The positions of other Churches of the Byzantine tradition represent a wide spectrum of conservative positions, ranging from considering external migration as an acceptable, though problematic, experience and that care should be provided through the organization in-church life of the believers who reside abroad (e.g., UOC-KP, UAOC), to a position that emphasizes only the negative aspects of the phenomenon of external migration and does not seek to follow their members in the host countries (e.g., UOC-MP). While the position of the Ukrainian Greek Catholic Church was outlined above as being right-wing conservative and pro-European [
20], the position of the UOC-MP may be regarded as left-wing conservative and Euro-skeptic. By this, we mean elements of social doctrine, promoting collectivism, paternalism, and certain sacralization of the state and hierarchical subordination to the Russian Orthodox Church with the concept of the so-called “Russian world.”
The majority of researchers think that the “Russian world” concept emerged after the Soviet Union split in 1991, when the vast majority of Russians found themselves on the territories of the newly established independent countries and had a strong feeling of economic, political, and cultural deprivation. In order to deal with this situation, the expert and political circles of the Russian Federation developed a special policy concerning, first of all, former Soviet republics, and second, the Russian minorities residing in them. Although Shchedrovitskiy is widely thought to be the father of the Russian world concept, Shchedrovitskiy himself mentioned that this concept was crystalized from 1993 to 1997 [
21]. The authors of this Russian world concept stress not Russian ethnicity as such, but the cultural connections between the so-called “Russian people” on the territories of neighboring countries and Russian Federation ([
22], p. 26). For example, in 2001, Vladimir Putin stated publicly that “
the notion of Russian world for centuries back was far beyond the geographical borders of Russia and even much further beyond the borders of Russian ethnos” [
23].
Russian politicians became very keen on this idea and started using it in external affairs, including migration policy. In fact, the very idea of building up the system for illegal migration prevention was rejected as such, and the very institute of state borders was disregarded, especially when it came to demarcation and delimitation of borders with neighbors (since, according to this concept, Belarus and Ukraine were parts of the Russian world).
With similar enthusiasm, the Russian world concept was adopted by the clergy of the Russian Orthodox Church. As noted by Fokina: “
the representatives of Russian Orthodox Church, including the Patriarch Kirill himself, using the notion of “Russian world” usually imply the area of Orthodoxy distribution” ([
24], p. 6). In the theological vocabulary widely used by the ROC, the synonym of the “Russian world” would be the so-called “canonical territories.”

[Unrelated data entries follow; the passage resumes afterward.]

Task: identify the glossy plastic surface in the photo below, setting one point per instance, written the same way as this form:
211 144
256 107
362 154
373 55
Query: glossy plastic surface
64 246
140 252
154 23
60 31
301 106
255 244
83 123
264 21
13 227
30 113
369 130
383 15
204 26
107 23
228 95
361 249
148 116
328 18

Moreover, our results demonstrated that the members of the UOC-MP were less focused on foreign migration. The primary cause of possible migration was thought to be related to socio-economic reasons, such as better employment possibilities in other countries [
25] and the possibility of attaining freedom of expression as well as the possibility of criticizing the representatives of the community [
26,
27,
28]. Among the preferred countries of migration, it was the Russian Federation that occupied one of the first places [
29,
30]; it was rated higher by the respondents than in the case of Greek Catholics or other Orthodox believers.